AV: Love is Not the Last Room is a project made in collaboration with my family—my parents, my brothers, and my partner. It explores queer familial relationships, and uses my own gender fluidity as a lens to examine the gendered experiences of my family members.
I think artists are expected to explore our marginalized identities because, in a world that centers whiteness/maleness/cisness/Christianity/etc, we are seen as different. There’s also a genuine desire to bring voices that have been sidelined into the conversation, but when we are invited in there’s this expectation that our work will be about our marginalized identities.
I am exploring being queer and gender fluid and Jewish, but all of that exploration is happening in this quiet, large, safe space. I can’t separate out wealth and whiteness and being able-bodied from being queer and gender fluid and Jewish. It’s all there together in the image.
On top of that, I am examining everyone else’s gender as deeply as I am examining mine. So, you’ll have a portrait of my father who is a cisgender man and a WASP and he’s just taking up space in such a different way than I am, and even such a different way than my Jewish brothers are even though they share almost all of the same identities.
JWA: I really love the parallel images of you and your brother, Douglas, dressed the same and holding the same pose.
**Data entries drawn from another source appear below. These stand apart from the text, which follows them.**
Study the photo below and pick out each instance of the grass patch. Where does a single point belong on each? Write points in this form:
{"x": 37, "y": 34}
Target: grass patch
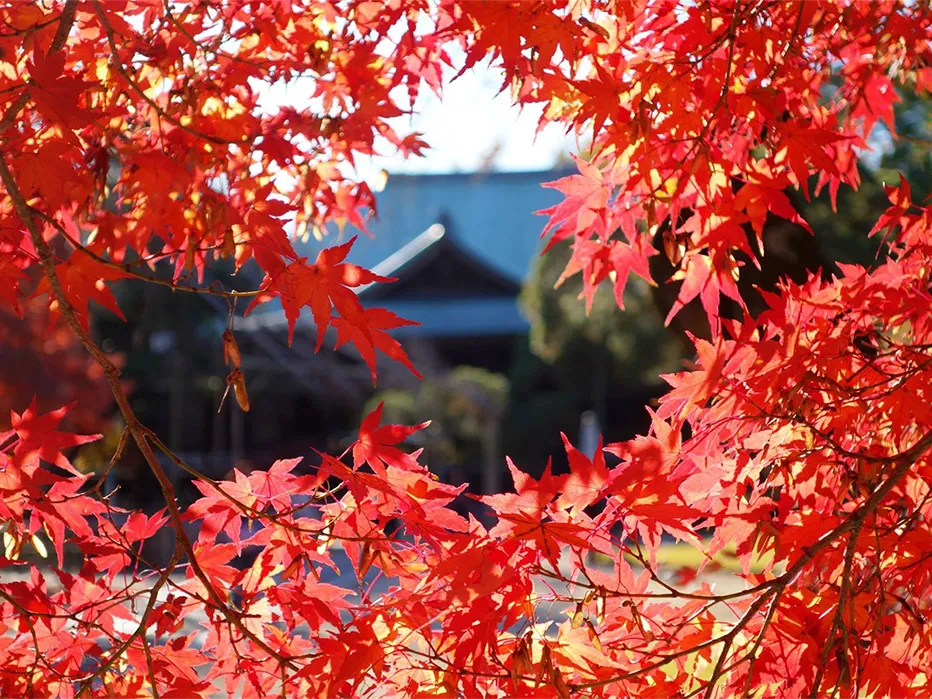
{"x": 682, "y": 555}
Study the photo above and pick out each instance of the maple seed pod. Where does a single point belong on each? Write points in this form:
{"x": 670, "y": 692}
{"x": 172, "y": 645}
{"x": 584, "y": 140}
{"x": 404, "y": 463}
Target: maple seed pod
{"x": 238, "y": 382}
{"x": 366, "y": 558}
{"x": 229, "y": 245}
{"x": 189, "y": 256}
{"x": 231, "y": 349}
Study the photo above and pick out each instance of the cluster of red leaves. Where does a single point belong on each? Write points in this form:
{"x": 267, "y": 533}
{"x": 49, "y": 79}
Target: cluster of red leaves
{"x": 802, "y": 437}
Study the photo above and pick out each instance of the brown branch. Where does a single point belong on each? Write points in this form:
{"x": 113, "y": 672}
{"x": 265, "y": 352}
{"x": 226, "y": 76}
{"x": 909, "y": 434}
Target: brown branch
{"x": 127, "y": 268}
{"x": 902, "y": 463}
{"x": 141, "y": 628}
{"x": 112, "y": 374}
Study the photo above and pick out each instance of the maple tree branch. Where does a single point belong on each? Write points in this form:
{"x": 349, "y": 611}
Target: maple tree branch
{"x": 111, "y": 373}
{"x": 127, "y": 268}
{"x": 838, "y": 623}
{"x": 141, "y": 628}
{"x": 903, "y": 462}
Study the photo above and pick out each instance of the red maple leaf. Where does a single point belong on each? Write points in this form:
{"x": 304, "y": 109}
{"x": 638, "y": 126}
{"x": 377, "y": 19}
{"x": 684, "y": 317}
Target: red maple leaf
{"x": 323, "y": 286}
{"x": 376, "y": 322}
{"x": 83, "y": 279}
{"x": 38, "y": 438}
{"x": 587, "y": 476}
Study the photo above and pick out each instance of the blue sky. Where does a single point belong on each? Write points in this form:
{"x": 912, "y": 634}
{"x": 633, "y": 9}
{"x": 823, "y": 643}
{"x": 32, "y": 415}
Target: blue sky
{"x": 470, "y": 125}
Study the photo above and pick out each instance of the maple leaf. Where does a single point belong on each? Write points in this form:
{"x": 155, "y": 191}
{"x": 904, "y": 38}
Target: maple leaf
{"x": 376, "y": 444}
{"x": 587, "y": 195}
{"x": 83, "y": 279}
{"x": 532, "y": 496}
{"x": 371, "y": 336}
{"x": 323, "y": 286}
{"x": 38, "y": 438}
{"x": 587, "y": 476}
{"x": 56, "y": 94}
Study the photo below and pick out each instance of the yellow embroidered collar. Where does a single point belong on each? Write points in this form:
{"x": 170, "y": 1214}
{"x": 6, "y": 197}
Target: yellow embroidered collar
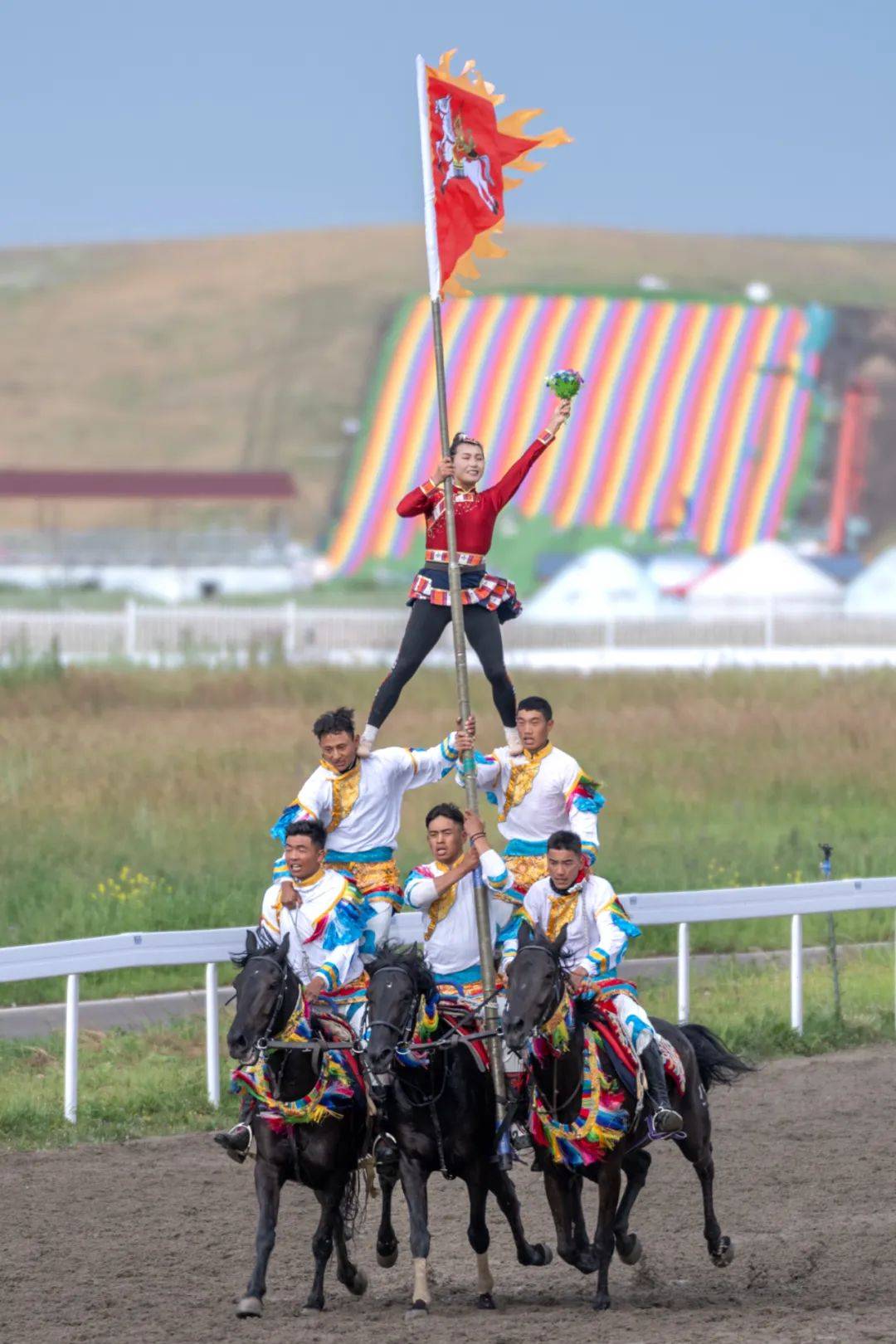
{"x": 308, "y": 882}
{"x": 345, "y": 789}
{"x": 442, "y": 905}
{"x": 523, "y": 777}
{"x": 563, "y": 908}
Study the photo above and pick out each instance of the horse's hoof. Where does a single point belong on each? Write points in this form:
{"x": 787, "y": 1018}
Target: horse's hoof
{"x": 586, "y": 1262}
{"x": 249, "y": 1307}
{"x": 724, "y": 1254}
{"x": 635, "y": 1252}
{"x": 359, "y": 1283}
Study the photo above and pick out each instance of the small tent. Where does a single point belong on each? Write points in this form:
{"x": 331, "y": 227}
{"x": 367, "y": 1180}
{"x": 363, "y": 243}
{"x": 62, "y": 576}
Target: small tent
{"x": 767, "y": 572}
{"x": 874, "y": 592}
{"x": 596, "y": 587}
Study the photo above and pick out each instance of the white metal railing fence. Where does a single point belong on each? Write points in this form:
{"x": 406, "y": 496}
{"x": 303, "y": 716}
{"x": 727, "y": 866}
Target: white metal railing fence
{"x": 210, "y": 947}
{"x": 685, "y": 637}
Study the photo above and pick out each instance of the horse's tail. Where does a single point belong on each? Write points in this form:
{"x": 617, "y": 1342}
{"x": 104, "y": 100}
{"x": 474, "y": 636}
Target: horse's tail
{"x": 715, "y": 1062}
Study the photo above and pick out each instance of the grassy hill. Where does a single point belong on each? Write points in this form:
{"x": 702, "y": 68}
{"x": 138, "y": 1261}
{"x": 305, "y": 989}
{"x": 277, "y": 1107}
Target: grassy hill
{"x": 242, "y": 353}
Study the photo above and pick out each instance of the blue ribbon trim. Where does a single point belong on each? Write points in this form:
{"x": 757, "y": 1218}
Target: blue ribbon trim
{"x": 286, "y": 817}
{"x": 347, "y": 923}
{"x": 516, "y": 849}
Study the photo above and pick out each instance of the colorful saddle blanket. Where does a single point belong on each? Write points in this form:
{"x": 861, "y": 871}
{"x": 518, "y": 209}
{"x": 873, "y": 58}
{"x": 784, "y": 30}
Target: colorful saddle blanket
{"x": 605, "y": 1020}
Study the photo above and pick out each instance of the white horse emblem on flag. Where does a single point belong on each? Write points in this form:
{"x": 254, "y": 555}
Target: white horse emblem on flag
{"x": 458, "y": 156}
Knowing your work, this really encapsulates how you use familial connections to explore gender. How has creating art with your family helped you understand your own gender?
AV: Photography has always been a tool I’ve used to see myself clearly. Even though it feels counterintuitive, I make self portraits on days that I am feeling dysphoric. Photography allows you to bend physical truth into new visual realities. I am more fluid in photographs than I may ever be in person. I do this, sometimes, through using my brother Douglas as a stand-in for me. We’re the same height and have nearly the same face, but he is a cisgender man. By using Douglas to represent myself, I get to exist in two bodies at once within the work, which actually feels truer to how I see myself.
My gender is so internal and constantly changing and can feel almost impossible to explain. But by bringing in my family as collaborators on this project that focuses on gender and gendered experiences, I’ve had to find ways to put words to what feels wordless. I’ve had to find ways to invite them in and explain the work so that they can exist fully in it as well.
JWA: What has been inspiring you recently?
AV: I am having a moment with clowns. About two years ago, I started meeting queer Jewish clowns in random places and didn’t think much of it. Then, clowns just kept popping up in my research and life and now I am just leaning into it. I love the absurdity, the repetition, the responsiveness, the unhingedness. I sometimes struggle with my work being too exact and tight and stiff. I am both starting to work with clowns in my photos and also trying to approach photography like an act of clowning. I don’t want to be so serious! I want to play more again!